Now, the new version of this simplistic concept seems to say, "If we don't occupy a Muslim country, inciting terrorists to attack us in Baghdad, we'll suffer more terror attacks at home." The opposite is the case. Invading Iraq has, like the Soviet occupation of Afghanistan before, proved to be a massive recruiting tool for Muslim extremists everywhere. Even the embattled CIA, which the White House is struggling to neuter as a semi-objective voice on foreign affairs, recently declared the Iraq occupation to be a boon to terrorists.
Yet the President stumbles on, demanding that we support his Iraq adventure lest we sully the memory of the victims of Sept. 11, 2001. "We fight today because terrorists want to attack our country and kill our citizens, and Iraq is where they are making their stand," said Bush last week. Actually, no. We fight in Iraq today because Bush listened to a band of right-wing intellectual poseurs who argued America could create a reverse domino effect, turning the Middle East into a land of pliable free-market, pro-Western "democracies" through a crude use of military force. This is rather like claiming a well-placed stick of dynamite can turn a redwood forest into a neighborhood of charming Victorians.

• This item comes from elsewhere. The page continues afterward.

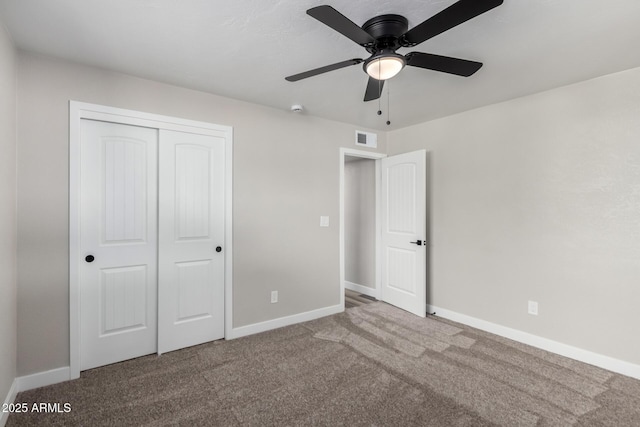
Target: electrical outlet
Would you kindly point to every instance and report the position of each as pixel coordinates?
(533, 308)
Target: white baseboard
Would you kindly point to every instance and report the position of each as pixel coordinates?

Furthermore, it is not Bush and his band of neocons who are fighting--and dying--for the Iraq domino, but rather raw 19-year-old recruits, hardworking career military officers and impoverished or unlucky Iraqis. And foreign terrorists linked to Al Qaeda are in Iraq because it is a field of opportunity, not because it is their last stand.
For four years the White House has framed the war on terror as an open-ended global battle against a monolithic enemy on many fronts, rather than employing a modern counterterrorism model that sees terrorism as a deadly pathology that grows out of religious or ethnic rage and must be isolated and excised.
From the immediate aftermath of the 9/11 attacks, Bush has systematically sought to parlay the public's shock over a singular, if devastating, terrorist assault by a small coterie of extremists into what amounted to a call for World War III against a supposed "axis of evil." But these countries--Iran, Iraq and North Korea--shared only a clear hostility to the United States, rather than any real alliance or ties to 9/11 itself.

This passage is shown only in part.